1843 Map showing Canberry
Wikipedia image (here)

Robert Campbell (bio here) established the second station in the area when his overseer John Ainsley (post here) a former convict then 'ticket of leave' man established the 'Duntroon Estate' (post here) for Campbell a year later.

In 1826 Moore applied for an extra 1000 acres (404 hectares) of land extending his holdings on the Limestone Plains. The 'Terror of Argyle' John Tennant (post here) who had been a convict assigned to Moore escaped in 1828 and became Canberra's first bushranger.

Canberry Station's expanse inluded the peninsular of the present day National Museum of Australia (homestead site), the Civic Centre (CBD), the Australian National University and portions of the Molonglo Plain (present day Lake Burley Griffin).

Joshua Moore was an absent landowner who never resided on his station and in 1843 during a depression, he sold Canberry to Lieutenant Arthur Jeffreys R.N., son-in-law of Robert Campbell. Jeffreys renamed the property 'Acton' and built the first substantial dwelling known as 'Acton Homestead'.

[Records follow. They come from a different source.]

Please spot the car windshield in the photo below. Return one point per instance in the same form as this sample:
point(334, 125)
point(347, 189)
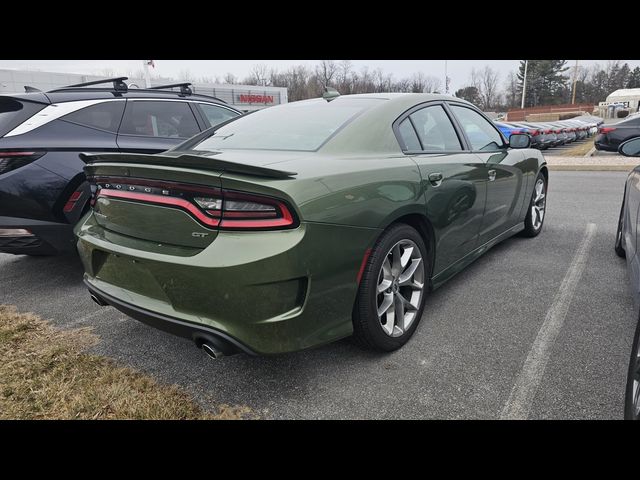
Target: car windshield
point(295, 126)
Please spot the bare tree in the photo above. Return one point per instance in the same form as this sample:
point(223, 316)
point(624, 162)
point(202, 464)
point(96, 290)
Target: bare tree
point(229, 78)
point(258, 75)
point(486, 83)
point(326, 71)
point(432, 84)
point(344, 76)
point(186, 76)
point(418, 82)
point(512, 92)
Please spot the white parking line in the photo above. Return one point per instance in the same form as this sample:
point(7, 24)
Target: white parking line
point(527, 382)
point(89, 316)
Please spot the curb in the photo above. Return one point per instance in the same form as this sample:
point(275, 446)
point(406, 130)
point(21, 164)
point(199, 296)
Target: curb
point(593, 168)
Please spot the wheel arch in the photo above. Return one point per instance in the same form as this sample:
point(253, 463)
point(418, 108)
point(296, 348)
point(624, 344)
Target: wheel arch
point(423, 226)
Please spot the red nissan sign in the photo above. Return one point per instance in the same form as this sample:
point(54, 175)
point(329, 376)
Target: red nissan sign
point(256, 98)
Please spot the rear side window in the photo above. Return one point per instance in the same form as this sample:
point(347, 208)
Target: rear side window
point(409, 136)
point(435, 129)
point(103, 116)
point(13, 112)
point(159, 119)
point(303, 126)
point(216, 115)
point(482, 135)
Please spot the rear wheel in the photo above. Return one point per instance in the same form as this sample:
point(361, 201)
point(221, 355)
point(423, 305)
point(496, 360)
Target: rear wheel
point(537, 208)
point(390, 299)
point(632, 397)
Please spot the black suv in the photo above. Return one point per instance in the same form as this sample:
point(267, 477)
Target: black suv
point(43, 192)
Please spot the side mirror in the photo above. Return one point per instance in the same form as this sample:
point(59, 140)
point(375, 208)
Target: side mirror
point(630, 148)
point(330, 94)
point(519, 140)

Drawing of Acton Homestead
Photo NLA (here)

Acton Station was the first station resumed by the establishment of the Federal Capital in 1911. A temporary workers camp was established on the site whilst Acton Homestead housed staff coordinating the development of the new National Capital. Charles Scrivener (post here) also occupied the homestead during his survey of the capital site.

Acton homestead was demolished in 1941 to provide a site for the Canberra Hospital (post here). The hospital was demolished and the site of Acton Homestead is now the home of  the National Museum of Australia (pictured below).

Picture looking across Acton Peninsular to the Civic Centre.